Tag: creativity

  • Late-stage Capitalism is Corroding Art

    I am not a dissenter of capitalism, nor an advocate for Marxism or socialism, or any other system of government for that matter. I have not the knowledge nor the intelligence to confidently pledge my allegiance to anything more complicated or tangible than personal philosophy. What I can do, however, is observe. My experience has revealed one prevailing, unsurprising, truth about capitalism. Capital is law. It’s why Europeans work to live while United Statesians live to work. It’s why we’re fatter, dumber, more addicted, sicker and have higher crime rates. If there’s a problem in the United States, follow the money and you’ll find someone who’s withholding the information to solve it.
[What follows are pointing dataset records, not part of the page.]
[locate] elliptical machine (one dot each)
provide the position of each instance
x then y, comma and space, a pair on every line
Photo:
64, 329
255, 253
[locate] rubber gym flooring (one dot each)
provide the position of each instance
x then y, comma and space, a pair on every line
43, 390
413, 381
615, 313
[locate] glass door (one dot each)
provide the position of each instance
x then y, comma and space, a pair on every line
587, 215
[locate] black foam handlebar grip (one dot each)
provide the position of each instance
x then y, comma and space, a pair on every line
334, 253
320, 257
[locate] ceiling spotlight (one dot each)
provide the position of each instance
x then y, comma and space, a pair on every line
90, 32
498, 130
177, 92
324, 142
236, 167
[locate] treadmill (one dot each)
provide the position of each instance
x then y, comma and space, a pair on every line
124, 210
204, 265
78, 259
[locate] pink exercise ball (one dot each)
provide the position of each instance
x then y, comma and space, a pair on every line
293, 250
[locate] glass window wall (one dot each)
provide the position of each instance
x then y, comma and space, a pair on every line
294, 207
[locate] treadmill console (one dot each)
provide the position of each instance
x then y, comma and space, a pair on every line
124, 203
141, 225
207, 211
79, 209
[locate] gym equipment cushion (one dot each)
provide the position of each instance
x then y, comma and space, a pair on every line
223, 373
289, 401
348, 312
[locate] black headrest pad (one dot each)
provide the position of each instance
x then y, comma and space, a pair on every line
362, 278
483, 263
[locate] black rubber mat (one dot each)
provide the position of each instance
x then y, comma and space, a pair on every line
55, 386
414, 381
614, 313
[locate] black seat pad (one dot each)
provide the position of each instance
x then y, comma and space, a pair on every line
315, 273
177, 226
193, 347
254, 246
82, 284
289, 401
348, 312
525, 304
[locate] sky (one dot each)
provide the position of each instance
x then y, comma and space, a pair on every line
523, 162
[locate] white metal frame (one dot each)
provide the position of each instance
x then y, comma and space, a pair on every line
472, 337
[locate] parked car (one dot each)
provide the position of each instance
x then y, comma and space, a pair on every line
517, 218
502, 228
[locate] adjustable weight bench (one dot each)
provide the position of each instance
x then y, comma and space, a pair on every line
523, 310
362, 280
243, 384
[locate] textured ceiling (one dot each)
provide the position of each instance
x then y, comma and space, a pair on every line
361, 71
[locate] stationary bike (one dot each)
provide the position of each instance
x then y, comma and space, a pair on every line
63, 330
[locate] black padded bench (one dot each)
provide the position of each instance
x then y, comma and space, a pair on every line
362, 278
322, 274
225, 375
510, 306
Or worse, someone who’s creating it. What are the broader implications of this system? The consumer is exploited. Every product and service is rigorously, and sometimes scientifically, scrutinized to maximize profit and minimize expense, exclusively to your detriment. It was once believed, and still is by some non-observers, that a market controlled by capital would increase the quality of its production in response to competition catalyzed by consumer demand. Perhaps there was once a time where this was the case, but that time has passed.

    If you don’t believe me, I ask only for you to use your brain. Automotive and tech industries are rife with planned obsolescence so that the consumer must keep buying, our food is filled with carcinogens and preservatives to maximize production and shelf-life, Airlines gouge its passengers because how else are you going to get across the ocean? And all of this is exacerbated by the same parent companies and shareholders who own and control large corporations in every corner of the private sector, creating pseudo-monopolies where there is no explicit ruling company, but a ruling group with one motto: Capital is God. Accrue it at all costs.

    Then there’s art. One would think that art would be immune to the corrosive poison that is late-stage capitalism. Indeed, its subjective nature might deceive you into believing that mass production is virtually impossible. How do you decrease the quality of a product in which its only qualifying characteristic for existence is a quality which is so subjective that it can be infinitely stratified, while also maintaining sales? Leave it to greed to find a way. Appeal to the lowest common denominator. At the risk of sounding pretentious, most people have no standards for art. They’ll watch a film like Happy Gilmore 2, a film with a derivative plot, no tonal or internal consistency, poor jokes, poor slapstick comedy and a cast of stars wasted for cheap gags and think “that was fun”. Which is fine. I am not the arbiter of quality, and I am under no illusion that there is such a thing as an objectively good film. My point is that at least half of the population has no need for intent, passion or meaning in art. Or quality for that matter. Most consumers of art consume art superficially. They don’t engage with it in any way that could be described as intelligent or meaningful. Which, again, is fine. It is not written or codified that one must engage meaningfully with films, music or literature. Nor is there any ground on which to stand that says that I am better because I do. However, capital knows this. It is a god whose omniscience is informed by your purchases; and if your purchases tell it that it can create films void of meaning, good writing, intent, passion, consistency, continuity and acting, then what incentivizes it to put effort into its creation? So, capitalism creates art that is without value save for fundamental, tried and true, narratives. It generates the same slop with no innovation or ingenuity, constantly pushing the envelope on how low the quality can be before the majority loses interest. This is mainstream art. Music sounds the same, books read the same, movies look the same. Art has been reduced to an entertainment machine whose job it is to churn out what brings in the most money at the lowest cost; and it has been refined quite effectively. As impervious to as art might seem, slowly but surely, it too will fall to the whims of capital.